また、「失敗」とはまではいわないまでも、思っていたイメージとかなり違っていた、痛くないという話だったのに耐えられないほどの激痛だった、すぐに元に戻ってしまった・・・など、治療を受ける前には見えなかった・・・あるいは、巧みに隠されてしまっていた・・・実情が、のちのち明らかになることがよくある。そして、悲しいことに、そのときになってどうすることもできない窮状にひとり置かれてしまうことは、決して珍しくない。
否定的な結果をもたらしてしまった原因のひとつとして、やはり事前の話し合いや情報が不十分だった、または偏っていたことが挙げられるようである。短いカウンセリングで、当人がよく納得しないうちに即手術、ということも、また、カウンセリングにあたった医師と、実際の執刀医が違っていた、という医療機関もあるという話である。
失敗したら再手術をすればいい、というものではない。失敗による身体的なダメージは安易に考えるべきものではない。目の美容整形手術のひとつ、埋没法を受け、糸が切れてしまったために3回もやり直した方がいらっしゃう。そのため瞼がたるみ、顔面がマヒ状態になってしまうということもあるのである。それは金銭的にも、そして何よりも心に深い傷あとを残すことになる。
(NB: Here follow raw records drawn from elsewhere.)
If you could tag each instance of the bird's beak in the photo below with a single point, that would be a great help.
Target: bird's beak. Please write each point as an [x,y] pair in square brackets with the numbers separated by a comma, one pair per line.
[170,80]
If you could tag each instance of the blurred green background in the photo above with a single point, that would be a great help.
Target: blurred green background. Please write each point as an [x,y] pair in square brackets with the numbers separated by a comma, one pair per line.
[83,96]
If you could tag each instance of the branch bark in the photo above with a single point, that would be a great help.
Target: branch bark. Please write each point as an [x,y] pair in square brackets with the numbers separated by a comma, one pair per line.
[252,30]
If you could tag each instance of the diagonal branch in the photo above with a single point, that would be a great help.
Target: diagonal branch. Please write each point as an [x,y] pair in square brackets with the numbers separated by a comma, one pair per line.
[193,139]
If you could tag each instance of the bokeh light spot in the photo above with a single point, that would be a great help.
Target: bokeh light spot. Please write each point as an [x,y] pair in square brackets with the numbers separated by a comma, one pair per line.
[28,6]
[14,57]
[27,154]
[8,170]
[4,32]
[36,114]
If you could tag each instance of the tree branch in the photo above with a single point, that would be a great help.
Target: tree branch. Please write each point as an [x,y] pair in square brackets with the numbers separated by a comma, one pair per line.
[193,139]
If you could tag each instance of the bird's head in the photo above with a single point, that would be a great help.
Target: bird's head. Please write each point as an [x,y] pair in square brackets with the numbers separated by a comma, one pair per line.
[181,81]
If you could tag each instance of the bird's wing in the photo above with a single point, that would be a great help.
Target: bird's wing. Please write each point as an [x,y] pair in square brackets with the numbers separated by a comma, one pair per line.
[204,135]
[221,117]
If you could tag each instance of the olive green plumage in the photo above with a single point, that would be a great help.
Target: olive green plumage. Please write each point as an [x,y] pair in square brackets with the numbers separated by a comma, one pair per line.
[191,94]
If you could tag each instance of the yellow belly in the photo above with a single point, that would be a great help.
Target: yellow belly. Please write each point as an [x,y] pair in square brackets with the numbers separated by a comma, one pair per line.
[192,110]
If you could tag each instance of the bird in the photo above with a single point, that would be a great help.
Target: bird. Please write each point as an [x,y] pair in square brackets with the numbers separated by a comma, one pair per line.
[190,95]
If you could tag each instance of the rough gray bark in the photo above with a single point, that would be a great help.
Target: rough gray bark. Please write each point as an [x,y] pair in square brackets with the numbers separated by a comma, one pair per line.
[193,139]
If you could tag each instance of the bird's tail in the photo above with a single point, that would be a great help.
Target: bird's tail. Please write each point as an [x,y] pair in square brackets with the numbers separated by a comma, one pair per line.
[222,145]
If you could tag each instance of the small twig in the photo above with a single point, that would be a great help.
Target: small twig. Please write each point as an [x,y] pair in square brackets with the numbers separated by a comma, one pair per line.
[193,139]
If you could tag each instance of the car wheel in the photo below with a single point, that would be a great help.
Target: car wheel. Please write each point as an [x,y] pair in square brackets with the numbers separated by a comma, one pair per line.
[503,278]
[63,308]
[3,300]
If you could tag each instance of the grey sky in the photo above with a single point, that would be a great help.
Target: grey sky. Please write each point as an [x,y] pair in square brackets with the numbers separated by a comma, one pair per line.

そして意外に思われるかもしれないが、成功しても、100パーセント幸せに結びつくとは限らない、ということも忘れてはならないであろう。不幸にも周りから肯定的に受け止められなかった、美容整形手術を受けたことが周囲からも、そして何より、自分自身からも快く受け止められなかった、ということがあるのである。
何事でもそうですし、すべてが事前に予測できるわけではありませんが、必ずしも肯定的な面ばかりではない、ということをやはり肝に銘じて美容整形に臨むべきではないか。